Afro-Surrealism or Afrosurrealism is a literary and cultural aesthetic that is a response to mainstream surrealism in order to reflect the lived experience of people of color. First coined by Amiri Baraka, this movement focuses on the present day experience of African Americans. Much of Afro-Surrealism is based on the manifesto written by D. Scot Miller, in which he says, "Afro-Surrealism sees that all 'others' who create from their actual, lived experience are surrealist..." Afro-Surrealism can be seen in music, photography, film, the visual arts and poetry. Notable practitioners of Afro-Surrealism include Bob Kaufman, Krista Franklin, Kool Keith, Samuel R. Delany, Roman Bearden and Deana Lawson.

Afro-Surrealism came about after the initial rise in surrealism in the mid-1920s, after André Breton wrote the Surrealist Manifesto. Similar to the mainstream version of surrealism, Afro-Surrealism was not a single movement or style.
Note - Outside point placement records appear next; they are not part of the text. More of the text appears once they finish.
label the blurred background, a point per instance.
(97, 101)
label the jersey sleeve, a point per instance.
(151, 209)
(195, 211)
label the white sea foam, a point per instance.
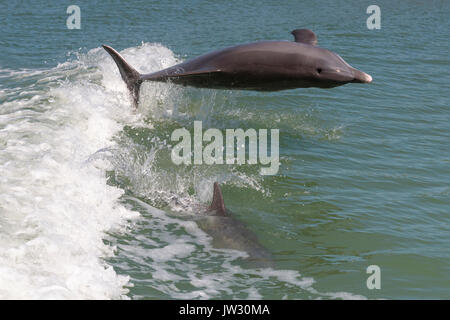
(56, 206)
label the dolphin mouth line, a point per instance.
(361, 77)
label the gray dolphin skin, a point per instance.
(260, 66)
(230, 233)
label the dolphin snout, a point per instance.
(361, 77)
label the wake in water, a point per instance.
(71, 147)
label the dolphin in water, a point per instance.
(260, 66)
(230, 233)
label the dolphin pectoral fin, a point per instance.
(305, 36)
(132, 78)
(217, 203)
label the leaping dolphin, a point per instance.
(261, 66)
(230, 233)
Rather, it incorporated aspects of the Harlem Renaissance, Négritude and magical realism. Aspects of Afro-Surrealism can be traced to Martiniquan Suzanne Césaire’s discussion of the “revolutionary impetus of surrealism” in the 1940s.

Marvelous Realism, coined by the Haitian novelist Jacques Stephen Alexis, can be seen as a precursor to Afro-Surrealism. In his 1956 essay for Présence Africaine, he wrote, "What, then, is the Marvellous, except the imagery in which a people wraps its experience, reflects its conception of the world and of life, its faith, its hope, its confidence in man, in a great justice, and the explanation which it finds for the forces antagonistic to progress?” In his work, Alexis is seen to have an acute sense of reality that is not dissimilar to traditional surrealism. Suzanne Césaire, a Martinique writer, similarly wrote about the surreality of living away from the Caribbean yet having ties to it.